ENFORCE: Nonlinear Constrained Learning with Adaptive-depth Neural Projection
Giacomo Lastrucci, Artur M. Schweidtmann
TL;DR
ENFORCE tackles the challenge of strictly enforcing nonlinear equality constraints in neural networks by embedding a differentiable, adaptive-depth projection module (AdaNP) into the architecture. The projection is proven to be 1-Lipschitz, non-expansive, and conducive to stable gradient flow, while AdaNP adaptively increases projection depth to meet a tolerance on constraint satisfaction. The method achieves constraint feasibility with modest overhead and can substantially accelerate large-scale constrained optimization (up to ~25× faster than IPOPT) while preserving near-optimal objectives and improving predictive accuracy over unconstrained baselines.
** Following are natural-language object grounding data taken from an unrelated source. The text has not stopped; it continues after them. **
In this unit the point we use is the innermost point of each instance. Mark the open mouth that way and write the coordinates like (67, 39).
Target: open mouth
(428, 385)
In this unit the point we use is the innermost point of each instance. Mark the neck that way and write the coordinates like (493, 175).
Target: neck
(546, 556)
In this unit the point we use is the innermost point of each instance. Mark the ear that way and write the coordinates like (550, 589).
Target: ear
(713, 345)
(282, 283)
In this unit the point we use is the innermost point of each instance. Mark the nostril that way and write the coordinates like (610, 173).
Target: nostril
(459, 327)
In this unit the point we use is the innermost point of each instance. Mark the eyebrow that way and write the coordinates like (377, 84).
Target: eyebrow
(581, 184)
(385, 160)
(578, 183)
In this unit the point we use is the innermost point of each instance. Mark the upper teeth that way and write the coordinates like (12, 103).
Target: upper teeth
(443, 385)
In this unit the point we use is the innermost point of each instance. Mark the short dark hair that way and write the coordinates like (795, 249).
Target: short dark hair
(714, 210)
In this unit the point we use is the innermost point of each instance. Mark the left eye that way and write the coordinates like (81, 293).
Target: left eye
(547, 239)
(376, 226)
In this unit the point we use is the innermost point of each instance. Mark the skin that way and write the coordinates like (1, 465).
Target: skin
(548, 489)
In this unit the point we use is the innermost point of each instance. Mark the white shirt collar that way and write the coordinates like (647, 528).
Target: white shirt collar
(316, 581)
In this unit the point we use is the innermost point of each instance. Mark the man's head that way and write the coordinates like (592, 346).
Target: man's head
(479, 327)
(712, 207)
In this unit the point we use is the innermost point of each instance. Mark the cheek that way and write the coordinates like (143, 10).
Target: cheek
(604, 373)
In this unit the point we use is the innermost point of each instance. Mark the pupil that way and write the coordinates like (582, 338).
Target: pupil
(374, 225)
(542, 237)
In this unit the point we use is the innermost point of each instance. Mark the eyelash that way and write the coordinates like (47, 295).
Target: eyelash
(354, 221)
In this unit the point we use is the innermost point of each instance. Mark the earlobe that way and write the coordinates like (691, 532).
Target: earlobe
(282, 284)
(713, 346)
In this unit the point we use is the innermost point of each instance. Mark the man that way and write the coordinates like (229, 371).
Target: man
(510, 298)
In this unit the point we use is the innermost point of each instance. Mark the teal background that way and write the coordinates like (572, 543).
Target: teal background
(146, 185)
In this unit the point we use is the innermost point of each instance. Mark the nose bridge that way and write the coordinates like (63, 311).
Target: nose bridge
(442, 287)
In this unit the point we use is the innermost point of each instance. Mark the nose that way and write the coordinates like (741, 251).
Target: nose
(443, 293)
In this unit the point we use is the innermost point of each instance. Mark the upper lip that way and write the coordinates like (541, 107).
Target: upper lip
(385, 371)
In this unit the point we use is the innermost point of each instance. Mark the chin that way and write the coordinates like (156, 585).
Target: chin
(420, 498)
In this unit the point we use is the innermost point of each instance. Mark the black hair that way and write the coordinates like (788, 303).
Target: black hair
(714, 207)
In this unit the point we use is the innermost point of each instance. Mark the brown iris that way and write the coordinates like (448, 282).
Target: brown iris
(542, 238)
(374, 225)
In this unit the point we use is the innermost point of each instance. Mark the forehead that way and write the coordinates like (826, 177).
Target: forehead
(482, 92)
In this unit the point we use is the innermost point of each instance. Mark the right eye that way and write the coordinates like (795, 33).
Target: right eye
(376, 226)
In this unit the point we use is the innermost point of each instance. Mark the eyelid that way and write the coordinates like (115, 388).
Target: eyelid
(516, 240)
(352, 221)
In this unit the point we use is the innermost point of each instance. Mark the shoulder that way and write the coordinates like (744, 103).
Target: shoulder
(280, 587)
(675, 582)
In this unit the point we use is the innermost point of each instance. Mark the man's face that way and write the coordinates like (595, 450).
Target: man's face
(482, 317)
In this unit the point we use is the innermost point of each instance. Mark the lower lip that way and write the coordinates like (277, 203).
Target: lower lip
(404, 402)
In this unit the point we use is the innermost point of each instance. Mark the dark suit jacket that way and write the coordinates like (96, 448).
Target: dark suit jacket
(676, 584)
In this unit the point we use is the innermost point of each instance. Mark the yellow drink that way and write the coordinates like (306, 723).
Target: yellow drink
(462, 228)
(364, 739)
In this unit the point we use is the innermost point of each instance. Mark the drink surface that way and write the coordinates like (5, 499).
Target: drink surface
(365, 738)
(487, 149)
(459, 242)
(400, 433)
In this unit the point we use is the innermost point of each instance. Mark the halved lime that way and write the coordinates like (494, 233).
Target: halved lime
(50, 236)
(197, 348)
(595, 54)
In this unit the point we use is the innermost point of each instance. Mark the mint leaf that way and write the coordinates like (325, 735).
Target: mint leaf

These results demonstrate a scalable, solver-free pathway to hard-constrained learning, with implications for safety-critical and physics-informed applications, and potential extensions to piecewise or inequality constraints and integration with GenAI pipelines.
Abstract
Ensuring neural networks adhere to domain-specific constraints is crucial for addressing safety and ethical concerns while also enhancing inference accuracy. Despite the nonlinear nature of most real-world tasks, existing methods are predominantly limited to affine or convex constraints. We introduce ENFORCE, a neural network architecture that uses an adaptive projection module (AdaNP) to enforce nonlinear equality constraints in the predictions. We prove that our projection mapping is 1-Lipschitz, making it well-suited for stable training. We evaluate ENFORCE on an illustrative regression task and for learning solutions to high-dimensional optimization problems in an unsupervised setting. The predictions of our new architecture satisfy $N_C$ equality constraints that are nonlinear in both the inputs and outputs of the neural network, while maintaining scalability with a tractable computational complexity of $\mathcal{O}(N_C^3)$ at training and inference time.